Resumo:
High-voltage circuit breakers are critical components in the operation and protection
of electrical power systems, ensuring the safe performance of the grid. The integrity of
their auxiliary circuits, particularly the opening and closing coils, is essential for reliable
equipment operation. Failures in these components — such as material wear, triggering
faults, internal short circuits, or variations in energization time — can compromise
breaker performance, resulting in unsuccessful current interruption, unintended tripping,
or system unavailability. This work proposes a diagnostic method based on serial Fuzzy
Inference Systems to evaluate the integrity of these components by calculating a Risk
Degree from the analysis of coil current signals in an SF6 circuit breaker, without the
need to interrupt equipment operation. The results demonstrated classification behavior
consistent with expectations, with variations in the Risk Degree associated with the accumulation
or reduction of the Recurrence Factor.
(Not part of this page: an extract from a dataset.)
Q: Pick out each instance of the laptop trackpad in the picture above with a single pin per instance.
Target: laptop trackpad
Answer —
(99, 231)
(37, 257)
Differences in the quantity and diversity
of samples affected the stability of the classifications: HD4-model breakers showed greater
exploration in the variation of classification intervals, while AP3-model breakers revealed
higher magnitude and lower diversity of values. The analysis of fault signals was not suitable
for preventive calibration, reinforcing the importance of pre-fault data. Future work
should focus on expanding the number of samples in both controlled and field environments,
as well as integrating other operational variables to increase the robustness and
applicability of the model to more complex electrical systems. Despite these limitations,
the proposed method contributes to the modernization of diagnostics in power systems,
promoting greater availability and reducing operational costs.